Cooper Tire & Rubber Co. reported net income of $8 million on net sales of $601 million for the first quarter ended March 31, 2018. That compares to income of $30.5 million on sales of $643 million for the year-ago period.
Operating income for the quarter was down 54.4%, from $58 million to $26 million. (The company restated its operating profit from 2017 to reclassify $9 million of other pension and postretirement benefit costs out of operating profit.)
The company’s net income-to-sales ratio was 1.3%. For comparison, the company's income-to-sales ratio for the year-ago quarter was 4.7%.
The company’s first quarter U.S. volume performance generally aligned with U.S. Tire Manufacturers Association (USTMA) trends, according to Cooper President and CEO Brad Hughes.
Hughes says the trends ““were weaker than expected due to slow consumer sell-out within the industry that continued from 2017. The decrease in our first quarter operating profit, adjusted for one-time items, was more than explained by weaker volume and higher manufacturing costs as we made production adjustments to keep our inventories in line with current market conditions.”
Hughes says he expects the company’s performance to be “choppy in the coming months as As the tire business navigates through current weak U.S. demand and raw material prices inch up.
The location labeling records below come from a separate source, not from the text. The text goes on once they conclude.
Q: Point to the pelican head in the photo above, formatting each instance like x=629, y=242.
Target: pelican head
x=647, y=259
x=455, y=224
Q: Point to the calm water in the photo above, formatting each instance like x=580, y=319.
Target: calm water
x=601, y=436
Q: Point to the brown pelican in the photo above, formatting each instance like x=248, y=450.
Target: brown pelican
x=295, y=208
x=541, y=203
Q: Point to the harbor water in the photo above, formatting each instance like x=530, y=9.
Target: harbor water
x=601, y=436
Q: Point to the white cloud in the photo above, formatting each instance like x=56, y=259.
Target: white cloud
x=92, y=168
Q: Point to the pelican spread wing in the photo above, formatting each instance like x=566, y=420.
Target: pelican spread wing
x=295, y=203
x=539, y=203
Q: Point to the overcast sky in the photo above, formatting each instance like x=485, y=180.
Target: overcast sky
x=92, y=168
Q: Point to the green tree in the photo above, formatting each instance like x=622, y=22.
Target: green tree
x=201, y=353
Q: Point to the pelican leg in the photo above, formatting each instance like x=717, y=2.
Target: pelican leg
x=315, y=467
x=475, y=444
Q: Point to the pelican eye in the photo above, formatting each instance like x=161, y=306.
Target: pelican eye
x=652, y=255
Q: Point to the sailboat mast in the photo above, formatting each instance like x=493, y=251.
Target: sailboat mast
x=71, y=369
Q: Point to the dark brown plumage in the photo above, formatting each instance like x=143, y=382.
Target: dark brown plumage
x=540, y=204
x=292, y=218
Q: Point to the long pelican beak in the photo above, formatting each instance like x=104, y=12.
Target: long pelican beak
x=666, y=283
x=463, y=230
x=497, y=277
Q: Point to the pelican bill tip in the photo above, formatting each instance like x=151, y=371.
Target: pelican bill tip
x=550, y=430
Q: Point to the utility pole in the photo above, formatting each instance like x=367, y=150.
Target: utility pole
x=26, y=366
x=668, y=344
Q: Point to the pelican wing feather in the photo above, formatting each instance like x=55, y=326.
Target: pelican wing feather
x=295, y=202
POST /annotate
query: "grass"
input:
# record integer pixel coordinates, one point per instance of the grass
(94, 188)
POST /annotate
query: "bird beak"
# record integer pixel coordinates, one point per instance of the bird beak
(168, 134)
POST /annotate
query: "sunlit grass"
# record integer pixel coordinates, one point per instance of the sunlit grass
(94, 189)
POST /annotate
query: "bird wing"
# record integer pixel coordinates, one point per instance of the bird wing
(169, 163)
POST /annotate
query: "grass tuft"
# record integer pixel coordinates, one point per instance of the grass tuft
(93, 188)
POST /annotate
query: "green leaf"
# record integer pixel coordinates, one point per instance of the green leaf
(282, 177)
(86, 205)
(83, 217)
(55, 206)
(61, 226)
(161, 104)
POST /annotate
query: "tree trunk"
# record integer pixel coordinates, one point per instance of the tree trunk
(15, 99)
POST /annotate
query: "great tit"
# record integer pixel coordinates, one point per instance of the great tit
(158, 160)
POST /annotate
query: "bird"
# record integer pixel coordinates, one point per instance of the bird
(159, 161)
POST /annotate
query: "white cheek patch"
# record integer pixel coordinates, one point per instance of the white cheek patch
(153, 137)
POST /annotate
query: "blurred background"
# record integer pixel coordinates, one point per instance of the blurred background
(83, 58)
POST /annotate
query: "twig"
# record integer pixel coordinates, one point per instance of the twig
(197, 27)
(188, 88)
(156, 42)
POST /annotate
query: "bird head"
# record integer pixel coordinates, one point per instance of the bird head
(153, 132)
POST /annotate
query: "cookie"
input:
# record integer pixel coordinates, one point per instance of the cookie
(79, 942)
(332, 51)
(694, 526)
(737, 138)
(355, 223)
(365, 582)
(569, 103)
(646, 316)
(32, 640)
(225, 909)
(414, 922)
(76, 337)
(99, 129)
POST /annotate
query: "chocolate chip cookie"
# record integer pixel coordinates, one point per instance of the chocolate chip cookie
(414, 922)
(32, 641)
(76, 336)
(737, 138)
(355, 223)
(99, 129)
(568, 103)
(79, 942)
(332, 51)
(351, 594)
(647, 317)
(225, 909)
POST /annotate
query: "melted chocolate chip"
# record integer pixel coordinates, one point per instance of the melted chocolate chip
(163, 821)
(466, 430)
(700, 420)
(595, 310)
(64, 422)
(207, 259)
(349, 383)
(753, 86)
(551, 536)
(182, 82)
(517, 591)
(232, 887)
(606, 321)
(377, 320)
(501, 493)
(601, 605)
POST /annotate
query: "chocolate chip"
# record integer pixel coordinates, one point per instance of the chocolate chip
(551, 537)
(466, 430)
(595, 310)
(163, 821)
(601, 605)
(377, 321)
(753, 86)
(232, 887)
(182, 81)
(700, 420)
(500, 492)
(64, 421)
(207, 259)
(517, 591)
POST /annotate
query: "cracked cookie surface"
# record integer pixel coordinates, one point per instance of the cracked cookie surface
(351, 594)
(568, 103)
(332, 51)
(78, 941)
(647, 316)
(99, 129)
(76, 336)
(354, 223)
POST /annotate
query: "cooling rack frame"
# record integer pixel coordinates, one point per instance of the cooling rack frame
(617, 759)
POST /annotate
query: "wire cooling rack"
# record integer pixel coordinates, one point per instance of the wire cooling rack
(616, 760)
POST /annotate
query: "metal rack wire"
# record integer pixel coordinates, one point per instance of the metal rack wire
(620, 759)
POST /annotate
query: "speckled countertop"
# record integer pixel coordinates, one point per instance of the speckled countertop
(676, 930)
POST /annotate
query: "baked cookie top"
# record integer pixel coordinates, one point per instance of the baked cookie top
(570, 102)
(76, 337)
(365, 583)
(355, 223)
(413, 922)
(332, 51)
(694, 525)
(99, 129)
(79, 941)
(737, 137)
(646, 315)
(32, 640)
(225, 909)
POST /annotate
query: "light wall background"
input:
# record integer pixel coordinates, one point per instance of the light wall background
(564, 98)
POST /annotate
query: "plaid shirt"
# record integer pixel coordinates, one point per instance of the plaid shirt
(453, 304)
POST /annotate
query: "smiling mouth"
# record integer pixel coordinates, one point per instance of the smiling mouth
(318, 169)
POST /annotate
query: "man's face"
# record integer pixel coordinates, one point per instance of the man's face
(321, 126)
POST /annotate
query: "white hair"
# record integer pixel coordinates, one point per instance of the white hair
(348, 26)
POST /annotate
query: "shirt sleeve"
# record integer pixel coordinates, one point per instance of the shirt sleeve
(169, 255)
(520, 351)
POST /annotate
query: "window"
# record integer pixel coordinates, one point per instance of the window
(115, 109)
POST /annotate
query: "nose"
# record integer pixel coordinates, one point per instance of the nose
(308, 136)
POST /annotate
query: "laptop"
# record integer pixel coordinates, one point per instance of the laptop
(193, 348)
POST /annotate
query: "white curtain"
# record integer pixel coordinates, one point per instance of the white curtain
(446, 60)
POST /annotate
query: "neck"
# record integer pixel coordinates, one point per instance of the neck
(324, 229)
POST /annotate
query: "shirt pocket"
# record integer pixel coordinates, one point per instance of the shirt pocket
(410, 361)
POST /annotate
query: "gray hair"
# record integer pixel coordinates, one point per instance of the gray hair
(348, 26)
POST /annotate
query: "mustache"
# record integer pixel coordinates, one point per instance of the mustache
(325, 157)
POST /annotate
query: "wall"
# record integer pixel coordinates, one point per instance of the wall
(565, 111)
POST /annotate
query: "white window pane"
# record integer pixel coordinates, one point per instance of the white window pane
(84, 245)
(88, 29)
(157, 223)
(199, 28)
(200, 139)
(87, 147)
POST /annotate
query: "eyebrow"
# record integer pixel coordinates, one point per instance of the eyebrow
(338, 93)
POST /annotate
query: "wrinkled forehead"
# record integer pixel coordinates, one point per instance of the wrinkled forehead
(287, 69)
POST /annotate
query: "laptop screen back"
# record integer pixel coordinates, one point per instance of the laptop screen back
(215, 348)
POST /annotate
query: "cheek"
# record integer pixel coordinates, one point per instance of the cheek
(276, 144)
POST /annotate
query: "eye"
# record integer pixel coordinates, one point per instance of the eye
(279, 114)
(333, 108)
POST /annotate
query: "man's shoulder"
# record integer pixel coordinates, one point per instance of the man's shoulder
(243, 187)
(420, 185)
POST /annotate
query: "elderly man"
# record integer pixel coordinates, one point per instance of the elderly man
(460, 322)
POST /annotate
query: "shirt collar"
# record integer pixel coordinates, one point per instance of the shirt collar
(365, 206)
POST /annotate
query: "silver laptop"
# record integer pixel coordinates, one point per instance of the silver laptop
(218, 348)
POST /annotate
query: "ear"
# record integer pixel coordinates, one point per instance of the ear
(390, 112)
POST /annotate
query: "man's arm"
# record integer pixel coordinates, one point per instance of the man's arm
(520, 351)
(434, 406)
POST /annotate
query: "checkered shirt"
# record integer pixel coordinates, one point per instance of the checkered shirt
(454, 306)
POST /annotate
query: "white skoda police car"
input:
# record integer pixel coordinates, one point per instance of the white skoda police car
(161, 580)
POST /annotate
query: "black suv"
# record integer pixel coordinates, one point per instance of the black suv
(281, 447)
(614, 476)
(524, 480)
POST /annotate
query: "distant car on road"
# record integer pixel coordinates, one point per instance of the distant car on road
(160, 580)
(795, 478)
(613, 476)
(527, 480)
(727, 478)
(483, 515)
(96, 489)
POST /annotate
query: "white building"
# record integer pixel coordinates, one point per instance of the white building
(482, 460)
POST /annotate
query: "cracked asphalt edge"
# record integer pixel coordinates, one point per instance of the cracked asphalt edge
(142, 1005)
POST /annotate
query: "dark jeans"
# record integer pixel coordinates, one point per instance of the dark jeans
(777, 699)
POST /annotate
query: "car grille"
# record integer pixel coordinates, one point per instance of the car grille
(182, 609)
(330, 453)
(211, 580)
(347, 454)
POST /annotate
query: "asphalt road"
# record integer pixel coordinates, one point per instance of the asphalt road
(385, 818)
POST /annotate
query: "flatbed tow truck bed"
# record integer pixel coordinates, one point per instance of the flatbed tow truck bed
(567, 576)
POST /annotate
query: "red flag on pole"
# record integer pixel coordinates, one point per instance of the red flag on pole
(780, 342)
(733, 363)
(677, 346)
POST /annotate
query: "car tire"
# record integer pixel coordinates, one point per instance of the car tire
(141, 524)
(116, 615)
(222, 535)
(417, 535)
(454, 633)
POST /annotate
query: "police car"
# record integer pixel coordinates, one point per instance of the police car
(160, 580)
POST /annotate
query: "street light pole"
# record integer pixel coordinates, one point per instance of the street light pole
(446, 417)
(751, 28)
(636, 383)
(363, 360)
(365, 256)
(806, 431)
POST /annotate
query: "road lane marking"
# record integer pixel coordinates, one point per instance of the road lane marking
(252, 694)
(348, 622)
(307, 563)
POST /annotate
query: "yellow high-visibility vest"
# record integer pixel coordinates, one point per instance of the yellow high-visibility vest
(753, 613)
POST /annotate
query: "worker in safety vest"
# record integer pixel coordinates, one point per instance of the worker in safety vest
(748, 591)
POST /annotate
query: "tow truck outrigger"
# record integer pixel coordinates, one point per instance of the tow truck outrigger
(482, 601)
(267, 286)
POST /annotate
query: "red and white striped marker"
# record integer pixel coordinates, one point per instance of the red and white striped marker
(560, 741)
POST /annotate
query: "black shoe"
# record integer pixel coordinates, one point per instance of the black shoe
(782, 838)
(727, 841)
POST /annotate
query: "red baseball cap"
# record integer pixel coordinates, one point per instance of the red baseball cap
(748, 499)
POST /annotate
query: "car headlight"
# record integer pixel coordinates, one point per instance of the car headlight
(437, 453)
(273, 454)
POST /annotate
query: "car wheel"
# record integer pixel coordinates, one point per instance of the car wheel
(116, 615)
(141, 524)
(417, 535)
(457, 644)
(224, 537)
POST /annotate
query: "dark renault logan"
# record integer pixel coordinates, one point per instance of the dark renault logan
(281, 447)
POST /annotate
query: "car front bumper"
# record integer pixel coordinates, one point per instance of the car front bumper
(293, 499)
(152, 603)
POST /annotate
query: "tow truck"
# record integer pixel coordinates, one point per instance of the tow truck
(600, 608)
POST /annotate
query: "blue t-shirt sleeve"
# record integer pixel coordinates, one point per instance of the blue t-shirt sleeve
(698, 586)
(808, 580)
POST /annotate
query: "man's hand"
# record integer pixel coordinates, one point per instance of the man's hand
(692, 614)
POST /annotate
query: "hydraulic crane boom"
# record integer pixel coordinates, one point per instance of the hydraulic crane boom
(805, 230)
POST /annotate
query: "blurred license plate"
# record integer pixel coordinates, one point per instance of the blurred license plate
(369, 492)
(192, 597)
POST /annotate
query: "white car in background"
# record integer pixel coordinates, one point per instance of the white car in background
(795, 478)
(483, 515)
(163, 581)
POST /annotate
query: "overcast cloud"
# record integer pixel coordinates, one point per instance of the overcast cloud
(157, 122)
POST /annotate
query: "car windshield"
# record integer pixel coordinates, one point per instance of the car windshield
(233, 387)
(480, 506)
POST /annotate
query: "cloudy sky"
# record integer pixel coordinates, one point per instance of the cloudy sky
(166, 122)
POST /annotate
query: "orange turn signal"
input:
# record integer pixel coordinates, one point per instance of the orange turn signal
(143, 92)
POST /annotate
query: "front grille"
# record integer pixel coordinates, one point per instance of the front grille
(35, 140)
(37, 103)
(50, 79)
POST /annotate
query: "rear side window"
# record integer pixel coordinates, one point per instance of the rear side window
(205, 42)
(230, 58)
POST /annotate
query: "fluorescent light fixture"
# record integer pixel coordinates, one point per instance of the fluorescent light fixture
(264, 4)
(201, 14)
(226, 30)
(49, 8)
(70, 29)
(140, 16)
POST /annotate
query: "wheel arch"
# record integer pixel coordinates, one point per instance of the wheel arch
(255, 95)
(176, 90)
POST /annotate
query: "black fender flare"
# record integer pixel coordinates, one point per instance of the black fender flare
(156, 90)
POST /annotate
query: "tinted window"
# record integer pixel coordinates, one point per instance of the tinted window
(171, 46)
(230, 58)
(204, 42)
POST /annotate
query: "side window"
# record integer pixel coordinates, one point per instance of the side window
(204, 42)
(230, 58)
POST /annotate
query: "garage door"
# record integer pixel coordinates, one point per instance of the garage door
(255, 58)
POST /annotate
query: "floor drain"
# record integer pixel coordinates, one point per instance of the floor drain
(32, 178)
“However, we believe that underlying macroeconomic factors support improvement in tire industry demand within the second half of this year. We expect that this, together with our initiatives to increase unit volumes and reduce costs, will drive improvements in our operating profit in the second half of the year. Our initiatives will be detailed at our investor event on May 11. Cooper has a strong brand with great consumer loyalty and we are poised to succeed when conditions improve and our efforts take hold.”
There was good news in the company’s truck and bus radial tire (TBR) business, which was up 25% in the first quarter. Hughes says the company’s TBR business was “well above” industry trends.
“In March, we announced a Cooper branded TBR product line to complement our successful Roadmaster brand, and it has been very well received. In addition, we are encouraged by the profitability within our International segment, which continues to grow and demonstrate the value of our flexible global footprint. In the long-term, we believe Cooper will continue to be a strong global tire competitor that delivers value to our shareholders."
Operating profit for the first quarter 2018 included $12 million of higher manufacturing costs and $11 million of lower unit volume. This was partially offset by $6 million of lower raw material costs, net of price and mix. Higher manufacturing costs reflect decisions to align production to demand and control inventory levels.
Key reasons income fell
The company says multiple unique items impacted the comparison of first quarter 2018 to first quarter 2017. These are:
- The non-recurrence of the Q1 2017 tariff reversal created an unfavorable variance of $22 million in the first quarter of this year. This was partially offset by $7 million of costs related to tornado damage at a North American distribution center in 2017 and $3 million of net insurance recoveries in the first quarter of 2018 related to that event.
- There were $3 million of higher other costs in the quarter. Other costs included expenses related to workforce actions in the U.S. and Mexico as well as start-up costs related to two new U.S. distribution warehouses that will be operational this year.
- Cooper's first quarter raw material index decreased 5.8% from the first quarter of 2017. The raw material index increased 2.3 percent sequentially from 153.1 in the fourth quarter of 2017 to 156.6 in the first quarter of 2018.
Americas Tire Operations
Sales declined in Cooper’s Americas Tire Operations in 2018’s first quarter. The business recorded net sales of $485 million versus $531 million in the first quarter of 2016, a decrease of 8.7%. In addition, operating income was down 55.9%, from $71 million to $31 million.
The company broke out the decline in net sales as follows:
- $30 million of lower unit volume;
- $19 million of unfavorable price and mix; and
- $3 million of favorable foreign currency impact.
Segment unit volume decreased 5.6% from the prior year, with unit volume decreases in North America and Latin America.
Cooper’s first quarter total light vehicle tire shipments in the U.S. decreased 6.4%. The USTMA reported that its member shipments of light vehicle tires in the U.S. were down 5.3%. Total industry shipments (including an estimate for non-USTMA members) decreased 1.9% for the period. The U.S. market performance reflected weaker than expected sell-out volume and corresponding pricing and promotional activity.
The company explained the decline in operating income as follows:
- $10 million of lower unit volume;
- $12 million of unfavorable manufacturing costs, related to lower unit volumes; and
- $14 million of unfavorable price and mix, which was offset by favorable raw material costs of $14 million.
Outlook for the second quarter
"Operating profit margin performance in the second quarter is expected to be similar to the first quarter, as we continue to navigate through a turbulent market environment. However, we expect industry demand to improve in the back half of the year,” says Hughes.
“We expect that this, along with our actions to drive volume and reduce costs, will result in operating profit margin approaching our stated 9 percent to 11 percent range for the second half of 2018,” Hughes said. “In addition, with growth in the International segment, led by Asia, we expect Cooper to generate full-year unit volume growth on a consolidated basis compared to 2017.”